The compulsions of the manufacturer to stick to the molecules discovered/developed by them may limit the formation of the ideal formulation and the cost would be another limiting factor restricting its use. The combinations currently undergoing clinical trials include Linagliptin+Empagliflozin, Saxagliptin+Dapagliflozin, Sitagliptin+Ertugliflozin and Linagliptin+BI 38335. This only underscores the fact that the manufacturers should be willing to join hands and not tether themselves to their own molecules.
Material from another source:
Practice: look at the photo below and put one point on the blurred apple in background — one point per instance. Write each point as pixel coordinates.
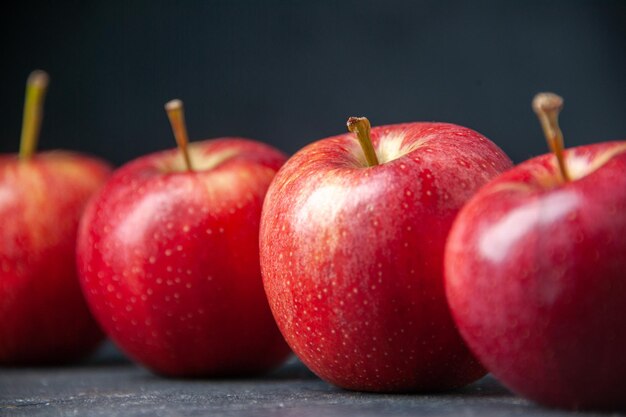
(352, 240)
(43, 316)
(169, 257)
(536, 273)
A fixed dose combination of DPP4 inhibitor and SGLT2 inhibitor could be novel addition to our armamentarium against diabetes. The combination of SGLT2 inhibition and DPP4 inhibitor is likely to emerge as an ideal combination approach for type 2 diabetes. This will offer excellent glycemic lowering efficacy with the added benefit of weight loss and low risk of hypoglycemia, with each agent targeting a different part of the pathophysiology of type 2diabetes. It would provide the best of both drugs while minimizing the adverse effects of each. Further research will help establish the role of such therapy in the future management of type 2 diabetes.